Updated

The owners of a California company that distributes videos depicting simulated rape and murder have been scheduled for trial more than five years after federal prosecutors brought obscenity charges against them.

Robert Zicari and his wife, Janet Romano, were indicted in August 2003 on 10 counts, including conspiracy and distributing obscenity through the mail and online. A judge who originally dismissed the charges has scheduled their trial for March 16.

A grand jury and U.S. prosecutors in Pittsburgh found the images sold by the couple's company, Extreme Associates Inc., met the U.S. Supreme Court's test for obscenity, which says pornographers must adhere to the community standards of where products are made and anywhere they might be seen.

U.S. District Judge Gary L. Lancaster dismissed the charges in January 2005, saying prosecutors improperly applied obscenity statutes. He concluded that prosecutors had overstepped their bounds in trying to block the material from children and from adults who didn't want to see it.

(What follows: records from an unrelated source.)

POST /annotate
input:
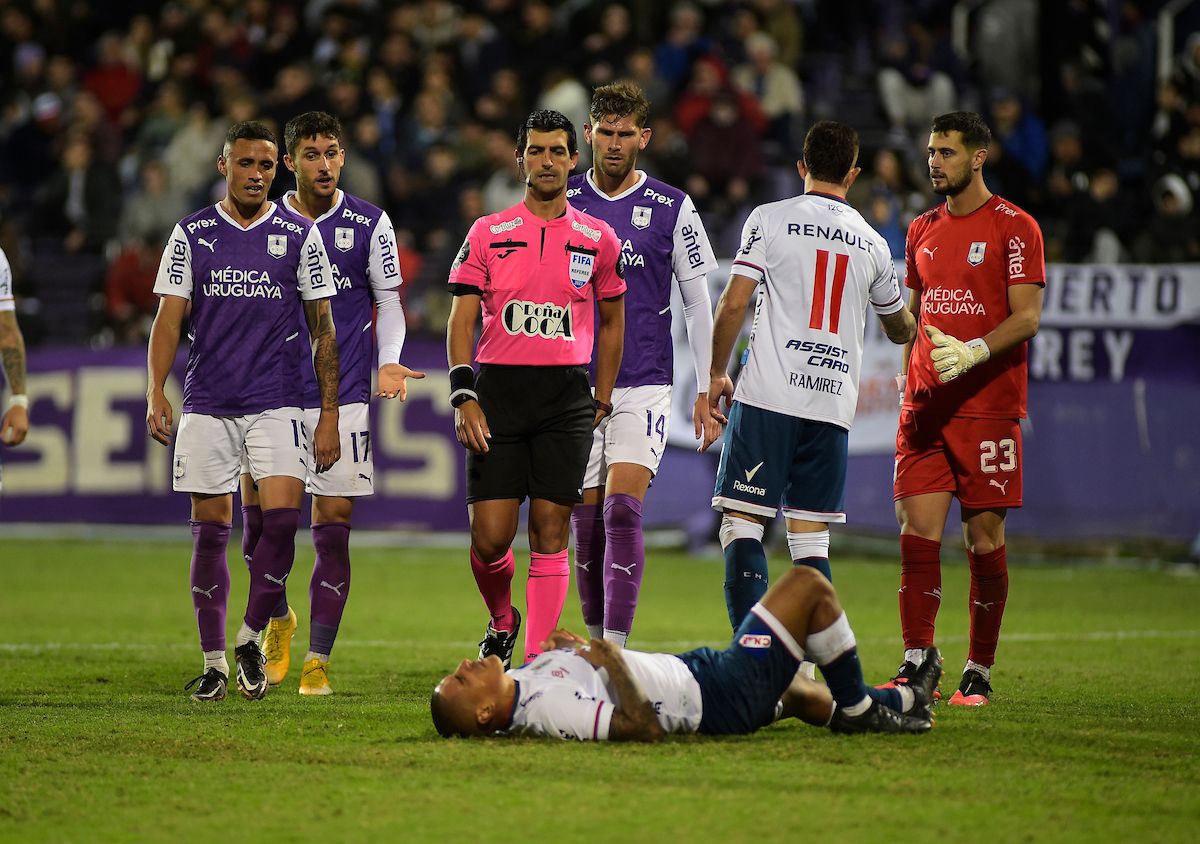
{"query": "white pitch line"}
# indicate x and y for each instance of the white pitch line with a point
(648, 645)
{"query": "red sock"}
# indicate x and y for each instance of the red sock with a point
(495, 581)
(921, 588)
(989, 591)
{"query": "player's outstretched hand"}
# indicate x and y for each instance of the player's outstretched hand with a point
(471, 426)
(561, 638)
(160, 417)
(393, 381)
(952, 357)
(327, 443)
(15, 425)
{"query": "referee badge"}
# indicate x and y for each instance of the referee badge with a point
(581, 268)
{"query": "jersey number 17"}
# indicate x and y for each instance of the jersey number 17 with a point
(841, 263)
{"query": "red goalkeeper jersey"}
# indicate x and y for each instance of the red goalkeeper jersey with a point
(963, 268)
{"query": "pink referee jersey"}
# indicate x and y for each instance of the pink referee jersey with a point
(539, 281)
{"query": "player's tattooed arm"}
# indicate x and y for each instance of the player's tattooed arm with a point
(634, 718)
(327, 444)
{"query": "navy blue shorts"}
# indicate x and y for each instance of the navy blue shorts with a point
(773, 459)
(741, 684)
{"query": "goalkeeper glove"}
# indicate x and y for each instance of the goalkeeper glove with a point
(952, 357)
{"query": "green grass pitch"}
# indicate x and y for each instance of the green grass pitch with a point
(1093, 732)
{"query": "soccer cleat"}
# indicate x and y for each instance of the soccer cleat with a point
(923, 683)
(315, 678)
(211, 686)
(277, 647)
(501, 642)
(973, 690)
(905, 675)
(877, 718)
(251, 678)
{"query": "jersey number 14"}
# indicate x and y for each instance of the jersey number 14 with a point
(841, 263)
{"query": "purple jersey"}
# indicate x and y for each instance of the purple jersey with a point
(244, 285)
(661, 235)
(363, 252)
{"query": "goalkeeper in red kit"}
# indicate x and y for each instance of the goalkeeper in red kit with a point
(977, 273)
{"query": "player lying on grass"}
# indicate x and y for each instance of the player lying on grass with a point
(594, 690)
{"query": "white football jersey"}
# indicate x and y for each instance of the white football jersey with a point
(561, 695)
(820, 264)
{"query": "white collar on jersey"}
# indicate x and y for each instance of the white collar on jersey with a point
(258, 222)
(339, 196)
(641, 180)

The 3rd U.S. Circuit Court of Appeals reinstated the charges in December 2005. It rejected the judge's finding, noting that the Supreme Court has determined federal obscenity statutes don't violate one's right to privacy, as Zicari and Romano claimed.

The company's attorney argued unsuccessfully that the Internet has changed notions of privacy and commerce, and that the people who ordered Extreme Associates' products used a private, members-only section of the company's Web site. Those features were sufficient to keep the images from minors and others, and trumped the need for obscenity statutes, he said.

The U.S. Supreme Court refused to take the case in May 2006 and the case languished in federal court until Lancaster ordered a status conference in August.

The charges carry a maximum penalty of 50 years in prison and a $2.5 million fine for Zicari and Romano, and probation and a $5 million fine for the Northridge, Calif., company.